Legal petition seeks long-overdue standards for airline seats

A new legal petition is asking that the FAA be required to act on a 2018 congressional mandate that it set minimum standards for commercial airplane seat widths and the space between airplane rows.

In a Jan. 12 petition to the U.S. Court of Appeals for the District of Columbia, the consumer group Flyers Rights noted that the mandate required the FAA to set those standards by Oct. 5, 2019. 

“More than two years after that deadline, the FAA has not begun, much less completed, the rule-making,” reads the petition. 

The FAA declined to comment on the petition, and a spokeswoman said the agency does not have an updated timeline for beginning the rule-making process. 

Congress told the FAA to set minimum standards for seat width and pitch as part of the 2018 FAA Reauthorization Act.
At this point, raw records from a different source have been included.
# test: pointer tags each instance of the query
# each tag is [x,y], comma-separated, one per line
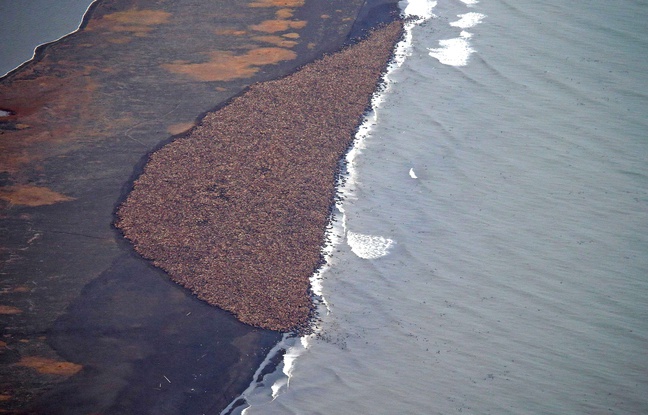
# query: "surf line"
[265,389]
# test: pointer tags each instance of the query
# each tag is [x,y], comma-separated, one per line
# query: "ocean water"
[492,247]
[26,24]
[491,251]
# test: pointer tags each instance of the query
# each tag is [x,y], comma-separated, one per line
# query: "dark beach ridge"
[88,326]
[237,210]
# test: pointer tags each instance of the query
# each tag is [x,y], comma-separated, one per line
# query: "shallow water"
[24,25]
[508,168]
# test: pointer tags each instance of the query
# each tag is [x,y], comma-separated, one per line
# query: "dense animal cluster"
[236,211]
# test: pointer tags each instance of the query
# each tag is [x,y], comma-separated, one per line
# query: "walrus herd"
[236,210]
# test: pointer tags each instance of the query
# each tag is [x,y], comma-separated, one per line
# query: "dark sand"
[88,326]
[237,210]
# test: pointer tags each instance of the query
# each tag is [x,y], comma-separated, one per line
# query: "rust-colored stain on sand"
[138,22]
[284,13]
[28,195]
[50,366]
[47,108]
[8,310]
[278,25]
[225,66]
[277,3]
[180,128]
[276,40]
[230,32]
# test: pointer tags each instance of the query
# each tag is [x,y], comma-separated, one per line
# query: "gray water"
[518,277]
[26,24]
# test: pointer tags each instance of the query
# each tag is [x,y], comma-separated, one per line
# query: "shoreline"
[87,325]
[254,203]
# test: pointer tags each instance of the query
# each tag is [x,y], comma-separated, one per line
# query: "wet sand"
[87,324]
[237,210]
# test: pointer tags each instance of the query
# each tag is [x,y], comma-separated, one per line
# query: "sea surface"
[492,253]
[26,24]
[491,250]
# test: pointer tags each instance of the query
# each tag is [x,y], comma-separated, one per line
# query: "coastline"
[255,184]
[87,324]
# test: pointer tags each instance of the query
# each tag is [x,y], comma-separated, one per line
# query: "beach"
[88,324]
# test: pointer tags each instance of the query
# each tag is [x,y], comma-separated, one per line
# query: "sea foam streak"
[457,51]
[258,394]
[52,41]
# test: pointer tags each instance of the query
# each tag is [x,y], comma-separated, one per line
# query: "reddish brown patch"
[50,366]
[138,22]
[225,66]
[27,195]
[279,25]
[8,310]
[284,13]
[230,32]
[277,3]
[16,289]
[47,108]
[180,128]
[276,40]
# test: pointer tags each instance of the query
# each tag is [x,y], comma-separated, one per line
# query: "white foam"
[457,51]
[56,40]
[418,8]
[368,246]
[453,52]
[468,20]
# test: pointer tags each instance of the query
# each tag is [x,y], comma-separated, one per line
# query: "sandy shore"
[237,210]
[88,326]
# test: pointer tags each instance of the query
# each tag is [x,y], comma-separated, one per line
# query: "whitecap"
[467,20]
[368,246]
[453,52]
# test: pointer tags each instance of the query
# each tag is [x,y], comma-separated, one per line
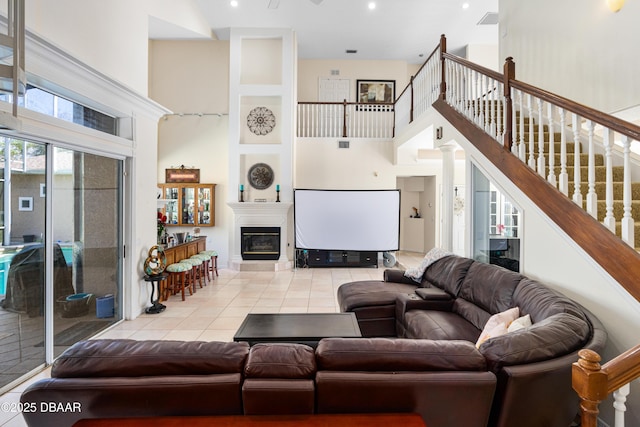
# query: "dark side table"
[155,280]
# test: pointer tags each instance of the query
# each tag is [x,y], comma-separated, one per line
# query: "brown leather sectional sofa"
[455,298]
[448,384]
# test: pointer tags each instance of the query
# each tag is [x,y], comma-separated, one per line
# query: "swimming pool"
[8,252]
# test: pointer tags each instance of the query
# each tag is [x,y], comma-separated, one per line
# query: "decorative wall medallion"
[260,176]
[261,121]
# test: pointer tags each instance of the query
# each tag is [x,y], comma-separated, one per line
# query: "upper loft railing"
[345,119]
[577,160]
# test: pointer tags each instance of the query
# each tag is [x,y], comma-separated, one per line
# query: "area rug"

The standards are to be based upon what is “necessary for the safety and health of passengers.”

FAA tested aircraft cabin configurations

From November 2019 through January 2020, the agency conducted tests to determine whether current aircraft cabin configurations, which have become considerably denser in recent decades, can still be evacuated within 90 seconds, as is required under federal law. But the agency has yet to release a report on the test results. 
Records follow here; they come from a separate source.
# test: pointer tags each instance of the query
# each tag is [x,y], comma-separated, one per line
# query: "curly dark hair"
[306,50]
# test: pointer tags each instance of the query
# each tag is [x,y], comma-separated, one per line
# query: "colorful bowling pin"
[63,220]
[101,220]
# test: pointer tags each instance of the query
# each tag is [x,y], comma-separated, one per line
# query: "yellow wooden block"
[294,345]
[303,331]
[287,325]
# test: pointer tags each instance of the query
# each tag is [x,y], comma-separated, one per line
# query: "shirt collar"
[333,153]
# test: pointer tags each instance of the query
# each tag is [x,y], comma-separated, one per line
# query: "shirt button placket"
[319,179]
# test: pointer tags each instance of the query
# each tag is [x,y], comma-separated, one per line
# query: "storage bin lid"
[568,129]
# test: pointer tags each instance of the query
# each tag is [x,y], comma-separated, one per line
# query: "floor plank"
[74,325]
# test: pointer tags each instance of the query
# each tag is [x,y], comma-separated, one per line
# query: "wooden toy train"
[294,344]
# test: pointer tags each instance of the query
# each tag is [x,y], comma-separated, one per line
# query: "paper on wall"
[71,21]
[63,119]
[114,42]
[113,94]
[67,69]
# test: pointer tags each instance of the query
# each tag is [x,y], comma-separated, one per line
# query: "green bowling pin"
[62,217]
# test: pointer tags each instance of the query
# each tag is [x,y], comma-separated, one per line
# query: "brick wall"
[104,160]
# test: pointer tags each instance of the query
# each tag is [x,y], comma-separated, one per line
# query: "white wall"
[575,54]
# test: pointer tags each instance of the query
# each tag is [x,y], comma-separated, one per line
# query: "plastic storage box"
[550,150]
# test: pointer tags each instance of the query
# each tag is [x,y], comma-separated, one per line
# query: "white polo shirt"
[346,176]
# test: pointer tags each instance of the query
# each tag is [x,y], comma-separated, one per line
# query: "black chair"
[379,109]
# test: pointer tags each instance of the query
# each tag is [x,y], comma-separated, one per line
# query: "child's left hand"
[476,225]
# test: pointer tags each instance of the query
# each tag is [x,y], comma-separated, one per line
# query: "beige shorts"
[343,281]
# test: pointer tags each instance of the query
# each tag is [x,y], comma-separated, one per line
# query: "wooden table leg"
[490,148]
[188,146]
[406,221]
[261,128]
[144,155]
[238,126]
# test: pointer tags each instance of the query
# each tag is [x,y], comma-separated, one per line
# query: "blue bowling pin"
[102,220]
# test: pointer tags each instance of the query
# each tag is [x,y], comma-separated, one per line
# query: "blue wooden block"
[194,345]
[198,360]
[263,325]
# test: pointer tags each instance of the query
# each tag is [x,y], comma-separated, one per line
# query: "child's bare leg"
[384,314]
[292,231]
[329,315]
The petition also makes note of a September 2020 report by the DOT’s Office of the Inspector General, which concluded that the FAA’s process for updating its evacuation standards lacks data collection and is outdated. The agency last updated the standards in 1991. 

In their petition, Flyers Rights and its founder, Paul Hudson, have asked the court to order the FAA to promptly begin a rule-making process to establish minimum seat width and pitch standards and to issue final rules by a certain date. Flyers Rights also asked the court to monitor the FAA’s compliance with such an order.